Ok, that is clear. But I don’t have the table ‘piwik_tmp_log_actions_to_keep’? I don’t remember seeing it at all. Should it be there? I also could not find the MySQL schema in the piwik code to verify.

So I get the feeling that the database is doing a lot of select, and insert, but it has the IGNORE setting, which allows to insert into a non existing table. Because it just ignores the errors? So I am a bit confused what it does.

I do see the delete queries that goes with the same clean up schedule task. Those are running normal.

So my concern is that it does realy slow down my mysql server, and sometimes I am still importing log lines with the log importer, and the import speed is going down by certain 33%. Which is pretty much…

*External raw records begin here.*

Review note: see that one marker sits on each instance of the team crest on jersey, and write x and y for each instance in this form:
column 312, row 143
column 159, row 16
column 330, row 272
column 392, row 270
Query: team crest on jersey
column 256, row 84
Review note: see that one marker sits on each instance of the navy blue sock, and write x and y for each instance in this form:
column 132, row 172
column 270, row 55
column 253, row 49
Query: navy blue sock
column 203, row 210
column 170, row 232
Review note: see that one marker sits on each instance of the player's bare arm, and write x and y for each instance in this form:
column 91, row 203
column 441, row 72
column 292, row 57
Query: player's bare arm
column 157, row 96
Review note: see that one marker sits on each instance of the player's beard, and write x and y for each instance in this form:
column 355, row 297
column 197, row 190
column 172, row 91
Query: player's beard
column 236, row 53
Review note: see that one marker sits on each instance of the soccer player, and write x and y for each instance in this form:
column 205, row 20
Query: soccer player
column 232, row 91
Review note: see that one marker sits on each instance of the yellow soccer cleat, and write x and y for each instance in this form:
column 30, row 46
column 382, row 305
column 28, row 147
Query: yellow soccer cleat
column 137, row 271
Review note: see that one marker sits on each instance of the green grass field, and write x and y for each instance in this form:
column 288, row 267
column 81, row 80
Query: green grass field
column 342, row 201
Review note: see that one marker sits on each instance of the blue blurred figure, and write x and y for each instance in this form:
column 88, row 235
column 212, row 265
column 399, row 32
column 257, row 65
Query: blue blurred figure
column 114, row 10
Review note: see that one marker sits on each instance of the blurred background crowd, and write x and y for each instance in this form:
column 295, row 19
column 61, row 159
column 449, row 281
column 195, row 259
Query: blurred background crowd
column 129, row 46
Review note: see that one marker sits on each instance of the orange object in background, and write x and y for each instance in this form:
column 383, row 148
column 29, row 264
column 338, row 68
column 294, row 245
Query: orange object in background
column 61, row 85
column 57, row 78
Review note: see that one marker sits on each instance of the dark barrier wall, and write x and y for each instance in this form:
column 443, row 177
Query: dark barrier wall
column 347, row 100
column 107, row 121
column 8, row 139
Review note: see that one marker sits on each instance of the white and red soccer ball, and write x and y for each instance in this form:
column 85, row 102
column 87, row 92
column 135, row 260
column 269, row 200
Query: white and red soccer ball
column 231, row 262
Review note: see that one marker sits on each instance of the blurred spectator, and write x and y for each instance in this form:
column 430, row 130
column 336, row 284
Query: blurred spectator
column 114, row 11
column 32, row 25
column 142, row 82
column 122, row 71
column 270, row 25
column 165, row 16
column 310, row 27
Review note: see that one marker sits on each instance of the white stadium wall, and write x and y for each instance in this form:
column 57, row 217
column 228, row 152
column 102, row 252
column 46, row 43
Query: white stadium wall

Can you give a bit more insight on this?

Kind regards


#4

To bad that there is no reply on above :(.
So I add some extra information so that other people can benefit from it.

As it turns out, the cleanup task does delete first all entries in the ‘piwik_log_link_visit_action’ table that are older then X days. That goes fast. A few minutes in my case. But then it will collect all valid records from that table in a temporary table. Why this is done, is unclear to me. Even when it turns out that it does it 7 times with almost the same query. Because the cleanup task does a query for the fields: idaction_url, idaction_url_ref, idaction_name, idaction_name_ref, idaction_event_category, idaction_event_action, time_spent_ref_action. That are seven cleanup queries.

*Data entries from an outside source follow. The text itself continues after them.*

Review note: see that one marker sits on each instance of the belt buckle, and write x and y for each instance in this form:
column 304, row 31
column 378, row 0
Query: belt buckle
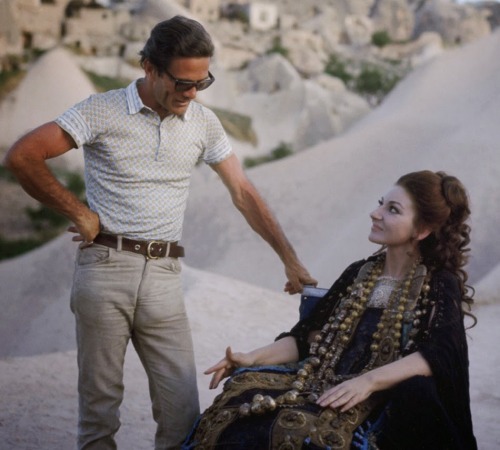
column 149, row 248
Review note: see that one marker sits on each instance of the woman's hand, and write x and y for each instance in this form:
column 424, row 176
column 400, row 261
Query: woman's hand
column 227, row 365
column 347, row 394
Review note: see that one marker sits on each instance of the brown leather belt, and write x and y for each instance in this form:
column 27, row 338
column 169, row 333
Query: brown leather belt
column 150, row 249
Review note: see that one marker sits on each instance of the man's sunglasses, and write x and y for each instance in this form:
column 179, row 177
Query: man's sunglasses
column 184, row 85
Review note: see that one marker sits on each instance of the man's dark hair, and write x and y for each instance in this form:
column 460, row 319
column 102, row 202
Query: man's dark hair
column 178, row 37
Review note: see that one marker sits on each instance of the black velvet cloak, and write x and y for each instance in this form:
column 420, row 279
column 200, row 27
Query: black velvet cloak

And here is why I don’t get why it has to do for every field a new query. Because the valid range for selecting is always the same. So why can there not be just one single query, that select all the seven fields at once? That is a speed increase of around seven times. And for deleting the invallid recods from the table piwik_log_link_visit_action, you can just join the temporary table seven times, so that you still can delete the null entries from piwik_log_link_visit_action.

In my case, I have at the moment 1.389.125.294 records. The query for one field takes about 2,5 hours. So the clean up will take 7 * 2,5 hours is 17,5 hours in total. That is almost the hole day! And that is on a Core i7-4790 @3.6Ghz and a SSD drive. My old sever could not even handle it.

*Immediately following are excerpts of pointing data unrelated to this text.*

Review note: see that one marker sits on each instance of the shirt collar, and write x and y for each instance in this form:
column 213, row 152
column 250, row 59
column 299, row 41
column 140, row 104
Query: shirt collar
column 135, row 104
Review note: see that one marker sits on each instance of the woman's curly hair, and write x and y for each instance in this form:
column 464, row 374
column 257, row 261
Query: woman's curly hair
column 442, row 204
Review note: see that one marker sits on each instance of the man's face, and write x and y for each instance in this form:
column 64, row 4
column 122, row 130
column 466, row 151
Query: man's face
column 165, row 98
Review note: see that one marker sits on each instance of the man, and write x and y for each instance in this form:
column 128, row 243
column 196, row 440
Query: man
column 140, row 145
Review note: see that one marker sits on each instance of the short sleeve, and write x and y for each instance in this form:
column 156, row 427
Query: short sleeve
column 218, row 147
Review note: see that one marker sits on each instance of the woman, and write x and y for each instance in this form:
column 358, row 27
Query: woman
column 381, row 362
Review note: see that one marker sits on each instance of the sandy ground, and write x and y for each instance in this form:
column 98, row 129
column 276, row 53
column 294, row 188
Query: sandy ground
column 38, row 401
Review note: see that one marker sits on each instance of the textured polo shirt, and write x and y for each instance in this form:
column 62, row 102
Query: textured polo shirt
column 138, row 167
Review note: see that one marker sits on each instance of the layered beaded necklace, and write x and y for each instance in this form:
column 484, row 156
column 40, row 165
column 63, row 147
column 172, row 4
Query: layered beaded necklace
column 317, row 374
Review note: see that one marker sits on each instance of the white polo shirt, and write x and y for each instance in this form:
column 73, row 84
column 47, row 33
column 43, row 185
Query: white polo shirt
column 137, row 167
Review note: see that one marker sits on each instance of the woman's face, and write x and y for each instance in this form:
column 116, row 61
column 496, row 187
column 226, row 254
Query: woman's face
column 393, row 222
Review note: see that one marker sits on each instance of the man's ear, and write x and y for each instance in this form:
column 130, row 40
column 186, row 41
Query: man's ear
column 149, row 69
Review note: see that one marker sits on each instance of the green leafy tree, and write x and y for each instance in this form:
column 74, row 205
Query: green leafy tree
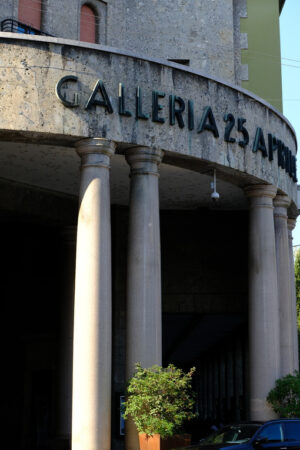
column 159, row 399
column 285, row 397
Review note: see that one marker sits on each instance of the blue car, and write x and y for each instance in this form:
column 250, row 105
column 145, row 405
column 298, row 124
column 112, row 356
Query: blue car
column 281, row 434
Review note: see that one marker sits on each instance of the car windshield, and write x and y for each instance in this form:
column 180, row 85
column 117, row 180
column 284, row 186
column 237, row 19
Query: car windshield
column 234, row 434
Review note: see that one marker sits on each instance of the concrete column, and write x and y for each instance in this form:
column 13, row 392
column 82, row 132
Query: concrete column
column 91, row 421
column 143, row 325
column 291, row 226
column 281, row 203
column 64, row 415
column 264, row 357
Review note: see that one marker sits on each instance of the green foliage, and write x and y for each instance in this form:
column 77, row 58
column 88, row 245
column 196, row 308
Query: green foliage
column 285, row 397
column 159, row 399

So could this be changed? I think that the same logic of cleaning can be achieved with one select query, and a bigger join on the delete query. That this action will take 2 till 4 hours in total is fine with me. That is a speed increase of 4 times.

Kind regards


(Matthieu Aubry) #5

why can there not be just one single query, that select all the seven fields at once? That is a speed increase of around seven times

it’s possible that performance optimisations are possible. This is always the case. But we have 400 tickets opened and a backlog very full. So we have no time to work on such issues at this stage. So if you are developer please consider submitting pull request with such improvement. Thanks!